Ylliana l’enviait beaucoup, elle qui à six ans avait perdu ses parents biologiques lorsqu’une attaque des des Crânes Noirs avait mis à feu et à sang son village natal de Haut-Vent. Le fameux incident qui avait entraîné l’apparition de ses Yeux Sacrés de l’Entre-Vie dont elle ne pourrait plus jamais se séparer à moins de perdre définitivement la vue. Elle espérait vivement qu’Eliria n’aurait jamais à endurer un tel calvaire et puisse poursuivre son existence comme elle le souhaitait.

L’adolescente ébouriffa les cheveux bruns de la nouvelle arrivante avec un maigre sourire avant de tirer sur ses joues roses en lui faisant remarquer, comme chaque jour, que ce n’était pas très hospitalier de réveiller les gens dès le lever du soleil. Elle laissa ensuite Eliria repartir en direction de la cuisine pendant qu’elle se préparait. Après avoir arrangé sa coiffure dans la limite de ses capacités en se regardant dans le reflet de son épée, elle quitta à son tour la chambre en compagnie de Charmilly.

Naginata Iscamord, la propriétaire de la demeure, attendait dans la cuisine comme chaque matin. Une femme d’une trentaine d’année pour laquelle Ylliana éprouvait un grand respect. Aussi étrange que cela puisse paraître, elle ne ressemblait pas du tout, physiquement ou mentalement, à sa petite sœur Britfrith, que la jeune fille avait côtoyé quelques temps avant d’arriver au village. On aurait presque pu penser qu’elles n’avaient aucun lien entre elles.

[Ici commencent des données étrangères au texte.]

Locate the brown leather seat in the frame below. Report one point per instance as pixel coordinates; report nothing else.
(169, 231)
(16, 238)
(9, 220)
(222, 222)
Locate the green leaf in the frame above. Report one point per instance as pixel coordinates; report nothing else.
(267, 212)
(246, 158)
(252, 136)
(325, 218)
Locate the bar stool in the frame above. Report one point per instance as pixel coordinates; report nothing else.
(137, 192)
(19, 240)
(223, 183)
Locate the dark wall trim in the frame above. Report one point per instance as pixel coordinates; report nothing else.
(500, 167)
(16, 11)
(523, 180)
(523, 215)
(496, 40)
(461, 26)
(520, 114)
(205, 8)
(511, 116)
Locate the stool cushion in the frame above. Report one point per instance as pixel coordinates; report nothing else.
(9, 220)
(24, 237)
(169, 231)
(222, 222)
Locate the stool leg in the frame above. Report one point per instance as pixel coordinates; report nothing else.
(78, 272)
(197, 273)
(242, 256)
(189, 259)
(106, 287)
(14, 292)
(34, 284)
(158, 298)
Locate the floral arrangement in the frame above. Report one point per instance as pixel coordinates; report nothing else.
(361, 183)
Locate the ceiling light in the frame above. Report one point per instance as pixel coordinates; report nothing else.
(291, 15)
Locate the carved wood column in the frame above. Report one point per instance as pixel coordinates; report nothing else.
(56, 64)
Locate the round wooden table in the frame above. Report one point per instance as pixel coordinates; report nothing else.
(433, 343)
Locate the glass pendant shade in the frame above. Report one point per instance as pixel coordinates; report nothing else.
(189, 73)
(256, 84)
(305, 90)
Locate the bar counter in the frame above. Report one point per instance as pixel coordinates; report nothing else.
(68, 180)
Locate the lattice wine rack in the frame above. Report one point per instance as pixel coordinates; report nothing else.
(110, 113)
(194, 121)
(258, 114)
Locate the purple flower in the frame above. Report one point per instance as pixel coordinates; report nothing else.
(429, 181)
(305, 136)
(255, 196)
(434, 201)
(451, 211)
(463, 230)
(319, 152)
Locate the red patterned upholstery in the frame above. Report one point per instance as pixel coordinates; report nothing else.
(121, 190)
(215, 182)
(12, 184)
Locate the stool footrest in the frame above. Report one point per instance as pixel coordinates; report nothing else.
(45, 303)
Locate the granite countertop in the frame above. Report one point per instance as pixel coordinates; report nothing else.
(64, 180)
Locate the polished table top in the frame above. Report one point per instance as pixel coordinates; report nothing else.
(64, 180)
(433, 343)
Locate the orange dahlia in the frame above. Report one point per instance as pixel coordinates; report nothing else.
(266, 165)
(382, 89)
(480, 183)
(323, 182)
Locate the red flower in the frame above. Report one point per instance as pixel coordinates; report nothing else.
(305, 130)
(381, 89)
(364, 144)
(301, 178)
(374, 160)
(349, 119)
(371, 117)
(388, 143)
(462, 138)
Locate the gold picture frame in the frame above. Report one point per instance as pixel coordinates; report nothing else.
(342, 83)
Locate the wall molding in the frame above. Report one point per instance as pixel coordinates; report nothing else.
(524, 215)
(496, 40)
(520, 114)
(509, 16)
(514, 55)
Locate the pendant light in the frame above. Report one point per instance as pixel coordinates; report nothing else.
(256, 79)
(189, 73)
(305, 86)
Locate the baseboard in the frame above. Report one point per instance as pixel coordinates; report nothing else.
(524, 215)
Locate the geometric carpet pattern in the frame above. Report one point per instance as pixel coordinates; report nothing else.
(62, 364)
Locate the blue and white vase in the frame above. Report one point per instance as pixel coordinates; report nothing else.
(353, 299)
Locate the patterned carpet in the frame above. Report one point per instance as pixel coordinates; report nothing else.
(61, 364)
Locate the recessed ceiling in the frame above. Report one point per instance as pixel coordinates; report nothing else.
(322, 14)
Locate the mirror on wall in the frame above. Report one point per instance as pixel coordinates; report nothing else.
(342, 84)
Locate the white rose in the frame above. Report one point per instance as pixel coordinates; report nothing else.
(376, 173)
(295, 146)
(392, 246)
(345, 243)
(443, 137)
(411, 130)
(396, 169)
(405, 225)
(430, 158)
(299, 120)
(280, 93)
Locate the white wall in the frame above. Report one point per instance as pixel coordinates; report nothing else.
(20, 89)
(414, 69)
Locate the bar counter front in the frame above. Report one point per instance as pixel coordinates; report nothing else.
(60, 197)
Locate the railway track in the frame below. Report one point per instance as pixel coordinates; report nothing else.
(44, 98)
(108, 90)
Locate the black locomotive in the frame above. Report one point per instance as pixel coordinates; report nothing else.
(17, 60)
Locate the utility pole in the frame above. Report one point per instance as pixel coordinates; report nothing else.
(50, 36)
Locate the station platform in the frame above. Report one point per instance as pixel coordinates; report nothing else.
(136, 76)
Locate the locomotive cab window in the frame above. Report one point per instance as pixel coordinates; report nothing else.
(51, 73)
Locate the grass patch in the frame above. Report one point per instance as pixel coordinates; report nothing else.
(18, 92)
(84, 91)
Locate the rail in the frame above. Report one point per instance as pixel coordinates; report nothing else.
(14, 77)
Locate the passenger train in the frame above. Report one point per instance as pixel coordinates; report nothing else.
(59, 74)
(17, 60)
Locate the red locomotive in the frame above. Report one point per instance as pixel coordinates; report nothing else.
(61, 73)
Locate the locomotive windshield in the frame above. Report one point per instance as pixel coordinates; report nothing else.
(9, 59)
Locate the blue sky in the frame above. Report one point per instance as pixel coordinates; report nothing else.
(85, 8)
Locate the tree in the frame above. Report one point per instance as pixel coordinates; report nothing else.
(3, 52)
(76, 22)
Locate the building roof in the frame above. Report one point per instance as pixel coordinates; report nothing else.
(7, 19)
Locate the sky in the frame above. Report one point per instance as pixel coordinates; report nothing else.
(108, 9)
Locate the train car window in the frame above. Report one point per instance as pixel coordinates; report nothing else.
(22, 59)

- Tu as bien dormi, Ylliana ? demanda-t-elle de son habituel ton serein, sans un mot plus haut que les autres. Je sais qu’il y a eu des rafales de vent cette nuit, ta chambre n’est pas la mieux placée…

- Tout va bien, j’ai très bien dormi ! assura la concernée.

Elle s’assit à sa place habituelle autour de la table. Pour le moment, Ylliana préférait ne pas mentionner ce qui s’était déroulé au sein de son rêve, si l’on pouvait appeler cet événement particulier un rêve. La petite Eliria également présente dans la pièce n’avait pas besoin d’entendre parler de sorcières des temps anciens confinées dans des épées divines. Ylliana n’était même pas certaine que Naginata parviendrait à la croire, malgré son caractère compréhensif.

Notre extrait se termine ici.